Another big change I've made is going from embedded dictionary to a block dictionary. Length+Flags Byte up front, then as many characters as the length byte says, then the code field address, then the preceding entry in the dictionary. LATEST points to the bottom of the dictionary block, and adding a new entry is done by subtracting two from LASTEST, writing the address in HERE there, then subtracting the length +1 from LATEST, writing the counted string there, and finally setting any flags if need be. On loading, the dictionary block would be written to the top of RAM, so LATEST grows down from the top of RAM while HERE grows up toward the top of RAM. That copy is simplified because the dictionary contain any addresses located within the dictionary itself -- it has no link fields, so there is no issue in whether the link field is absolute or a slower relative offset.
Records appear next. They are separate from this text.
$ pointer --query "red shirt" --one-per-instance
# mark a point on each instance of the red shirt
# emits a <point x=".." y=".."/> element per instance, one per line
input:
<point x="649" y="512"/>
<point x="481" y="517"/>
I'm allowing up to 31 byte names, I've got an immediate flag, I reserving a flag for compile-only,
so I can use the third flag set with a 0 length to mark the end of the dictionary block. My notion is if I ever need to handing situations where a simple block dictionary isn't enough, a non-zero length field with the third flag set can be used to indicate those special cases, but I'm not going to spend any time elaborating that at the moment ... this implementation will simply BRK on third flag set and a non-zero length field.EDIT: Scratch that, it turns out that with this dictionary, I need the third flag as a smudge bit. However, it also turns out that a simple NUL works just fine as an end of dictionary marker. Further, it turns out that an immediate flag with a nul length works just fine for a "bridge" over arbitrary data embedded in the dictionary, with the following integer being the address of the next dictionary entry, so I'm going with that approach.
SO I've got to rewrite the dictionary search to shift it from an embedded linked list to a vocabulary built on a dictionary block.